The WEEE regulation is multiple-edged:
It aims to regulate and ultimately curb the production of environmentally unfriendly and unsafe appliances.
- It seeks to encourage the habit of recycling and reuse.
- It also ensures proper recovery and recycles of waste materials
- Working hand in hand with producers, it ensures that the concept of recycling and reusability is taken into consideration from production. It thus ensures designs of appliances that can be easily recycled.
WHO DO THE WEEE REGULATIONS AFFECT?
The WEEE regulations and directives affect the following groups of people:
Absolutely regardless of the sales technique, you decide to adopt, you are a producer if you:
- i. are in charge of the production and manufacture procedures of an electrical appliance.
- ii. the electrical equipment sells or resells under the name of your brand
- iii. Import or export electrical appliances on a large scale professional basis to a member state of the European Union.

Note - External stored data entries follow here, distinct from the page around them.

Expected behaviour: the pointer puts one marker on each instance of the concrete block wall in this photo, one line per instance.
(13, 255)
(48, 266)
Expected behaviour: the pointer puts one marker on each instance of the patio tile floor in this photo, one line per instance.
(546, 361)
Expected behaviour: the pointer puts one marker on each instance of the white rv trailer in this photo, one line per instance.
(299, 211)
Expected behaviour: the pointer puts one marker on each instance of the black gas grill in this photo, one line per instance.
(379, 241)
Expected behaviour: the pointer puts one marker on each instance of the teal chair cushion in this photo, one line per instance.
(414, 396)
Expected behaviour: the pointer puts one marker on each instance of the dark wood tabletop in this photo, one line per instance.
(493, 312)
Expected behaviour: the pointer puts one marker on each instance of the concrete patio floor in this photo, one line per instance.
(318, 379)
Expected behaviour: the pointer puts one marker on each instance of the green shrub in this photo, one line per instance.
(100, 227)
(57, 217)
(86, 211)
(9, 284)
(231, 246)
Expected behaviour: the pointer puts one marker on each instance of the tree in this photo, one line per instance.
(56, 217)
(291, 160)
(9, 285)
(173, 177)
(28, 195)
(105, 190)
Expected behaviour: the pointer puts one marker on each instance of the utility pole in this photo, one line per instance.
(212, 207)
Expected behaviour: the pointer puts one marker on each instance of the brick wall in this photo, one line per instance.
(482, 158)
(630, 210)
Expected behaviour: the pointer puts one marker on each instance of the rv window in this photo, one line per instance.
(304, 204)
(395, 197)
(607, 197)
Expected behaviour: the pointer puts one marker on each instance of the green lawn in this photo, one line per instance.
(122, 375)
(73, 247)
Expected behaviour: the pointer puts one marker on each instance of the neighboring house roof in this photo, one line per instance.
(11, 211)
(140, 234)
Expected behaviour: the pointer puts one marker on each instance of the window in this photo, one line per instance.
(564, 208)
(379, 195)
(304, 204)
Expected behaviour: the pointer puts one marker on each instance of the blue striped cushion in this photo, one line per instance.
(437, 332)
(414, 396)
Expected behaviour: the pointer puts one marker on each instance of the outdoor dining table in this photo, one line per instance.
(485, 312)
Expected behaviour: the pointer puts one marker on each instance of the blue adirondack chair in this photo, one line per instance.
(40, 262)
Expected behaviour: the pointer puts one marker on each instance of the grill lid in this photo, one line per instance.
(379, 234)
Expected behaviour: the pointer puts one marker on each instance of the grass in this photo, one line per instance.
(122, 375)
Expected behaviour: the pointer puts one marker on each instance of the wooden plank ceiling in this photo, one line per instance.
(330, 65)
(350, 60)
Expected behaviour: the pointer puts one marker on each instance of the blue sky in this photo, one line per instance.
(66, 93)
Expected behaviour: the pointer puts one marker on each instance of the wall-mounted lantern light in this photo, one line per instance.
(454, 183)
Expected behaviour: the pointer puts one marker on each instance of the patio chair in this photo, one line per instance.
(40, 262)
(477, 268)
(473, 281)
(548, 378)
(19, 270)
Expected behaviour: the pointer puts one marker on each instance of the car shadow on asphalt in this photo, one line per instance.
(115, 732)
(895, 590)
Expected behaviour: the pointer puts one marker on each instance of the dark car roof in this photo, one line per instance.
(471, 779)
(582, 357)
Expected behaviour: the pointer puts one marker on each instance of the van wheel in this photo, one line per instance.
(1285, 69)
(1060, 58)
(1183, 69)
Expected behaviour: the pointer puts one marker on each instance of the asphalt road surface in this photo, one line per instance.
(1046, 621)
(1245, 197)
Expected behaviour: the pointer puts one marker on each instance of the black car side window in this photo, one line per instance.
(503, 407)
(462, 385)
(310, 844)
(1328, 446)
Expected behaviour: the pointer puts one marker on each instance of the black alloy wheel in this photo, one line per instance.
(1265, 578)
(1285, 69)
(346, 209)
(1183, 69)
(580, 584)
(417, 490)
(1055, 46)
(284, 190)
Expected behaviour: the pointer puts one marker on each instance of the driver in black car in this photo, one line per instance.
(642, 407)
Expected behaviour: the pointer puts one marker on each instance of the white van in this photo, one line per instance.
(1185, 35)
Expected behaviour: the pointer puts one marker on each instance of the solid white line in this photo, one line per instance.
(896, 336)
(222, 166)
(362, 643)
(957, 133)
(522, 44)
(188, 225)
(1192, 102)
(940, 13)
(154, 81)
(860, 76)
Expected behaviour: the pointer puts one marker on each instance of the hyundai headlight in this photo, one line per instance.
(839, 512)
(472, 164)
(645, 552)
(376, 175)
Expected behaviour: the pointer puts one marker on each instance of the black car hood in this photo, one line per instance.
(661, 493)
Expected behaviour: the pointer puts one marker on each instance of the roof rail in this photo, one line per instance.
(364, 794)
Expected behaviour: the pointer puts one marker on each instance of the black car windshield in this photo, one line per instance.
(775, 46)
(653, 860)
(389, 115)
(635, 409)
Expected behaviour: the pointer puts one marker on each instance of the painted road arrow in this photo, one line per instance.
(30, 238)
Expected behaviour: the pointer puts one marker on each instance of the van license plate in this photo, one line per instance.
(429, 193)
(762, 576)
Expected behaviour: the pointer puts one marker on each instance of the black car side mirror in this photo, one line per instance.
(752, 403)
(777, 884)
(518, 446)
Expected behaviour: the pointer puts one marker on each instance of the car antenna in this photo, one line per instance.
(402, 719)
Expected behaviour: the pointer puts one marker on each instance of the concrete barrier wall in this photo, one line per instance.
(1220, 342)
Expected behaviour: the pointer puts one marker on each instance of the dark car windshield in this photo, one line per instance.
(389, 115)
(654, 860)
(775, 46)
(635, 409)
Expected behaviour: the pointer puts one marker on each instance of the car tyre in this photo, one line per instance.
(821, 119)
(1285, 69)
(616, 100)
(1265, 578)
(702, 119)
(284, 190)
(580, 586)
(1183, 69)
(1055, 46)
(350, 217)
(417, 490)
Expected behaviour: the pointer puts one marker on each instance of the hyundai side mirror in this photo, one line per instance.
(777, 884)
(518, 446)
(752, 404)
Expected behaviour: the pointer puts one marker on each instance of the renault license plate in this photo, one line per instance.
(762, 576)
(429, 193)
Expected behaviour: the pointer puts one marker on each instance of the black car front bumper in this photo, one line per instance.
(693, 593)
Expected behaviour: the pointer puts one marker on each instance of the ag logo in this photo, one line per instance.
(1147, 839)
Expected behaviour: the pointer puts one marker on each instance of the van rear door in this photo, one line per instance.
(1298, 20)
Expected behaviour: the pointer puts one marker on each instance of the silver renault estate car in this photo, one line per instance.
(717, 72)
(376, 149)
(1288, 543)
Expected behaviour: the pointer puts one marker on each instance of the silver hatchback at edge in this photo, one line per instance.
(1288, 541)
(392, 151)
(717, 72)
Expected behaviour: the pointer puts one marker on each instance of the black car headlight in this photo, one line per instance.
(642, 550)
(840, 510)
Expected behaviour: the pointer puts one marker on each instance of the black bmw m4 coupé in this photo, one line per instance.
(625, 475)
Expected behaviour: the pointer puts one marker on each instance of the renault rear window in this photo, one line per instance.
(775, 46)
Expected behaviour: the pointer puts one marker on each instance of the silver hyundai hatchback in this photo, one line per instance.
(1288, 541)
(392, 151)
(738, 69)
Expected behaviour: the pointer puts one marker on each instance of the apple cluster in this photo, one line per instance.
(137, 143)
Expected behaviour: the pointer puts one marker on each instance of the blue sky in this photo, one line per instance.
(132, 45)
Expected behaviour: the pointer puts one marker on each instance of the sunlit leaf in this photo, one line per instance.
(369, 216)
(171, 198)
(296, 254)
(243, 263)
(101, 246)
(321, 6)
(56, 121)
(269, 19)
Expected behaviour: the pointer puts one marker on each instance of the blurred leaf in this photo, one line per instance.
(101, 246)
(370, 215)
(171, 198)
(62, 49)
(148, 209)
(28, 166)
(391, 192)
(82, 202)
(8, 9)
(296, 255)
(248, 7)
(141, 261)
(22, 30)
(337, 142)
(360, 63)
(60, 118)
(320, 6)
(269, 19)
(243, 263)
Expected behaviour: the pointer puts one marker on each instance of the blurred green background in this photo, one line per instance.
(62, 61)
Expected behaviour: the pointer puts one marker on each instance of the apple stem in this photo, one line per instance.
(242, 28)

In summary, according to the reforms of the WEEE Regulations on 1 January 2014, you are a producer if you place electrical and electronic equipment on the UK market for the first time by importing, manufacturing, selling, reselling, or rebranding even. A certified producer must be registered under the Environmental Agency.
A distributor is someone who supplies electrical appliances and electronic equipment on a commercial basis to one or more parties that need to use them. Note that while a producer imports or exports, a distributor only sells within the jurisdictions of a country. In addendum, a distributor may supply leased or hired electrical equipment too, not necessarily new ones. In a broader spectrum though, distributors do include all of producers, wholesalers, and retailers even.
c. Treatment Facilities
These could consist of any companies that are interested in the recycling of these appliances to produce raw materials that may be used for reproduction of the same, or totally new products entirely. These facilities could be involved in plastic, metal, nylon, or recycle of any other materials. They must be an Approved Treatment Facility, and their techniques must comply with the Guidance on Best Available Treatment, Recovery and Recycling Techniques (BATRRT) amongst other guidelines.
d. Local Authorities
The government has the ultimate power in the land. They invented these regulations and directives in the first place. They generally have no obligations under the Compliance, other than being charged with take-back of non-household WEEEs.
While there are indeed many more complexities and intricacies to Waste Electrical and Electronic Equipment, these are the basic things to know.
Further studies show many more abbreviations and scary terms. Many more government agencies get involved along the way; we might just get lost altogether. However, most important probably, is the fact that we now have more than ample knowledge concerning what WEEE is, and what its basic concepts are.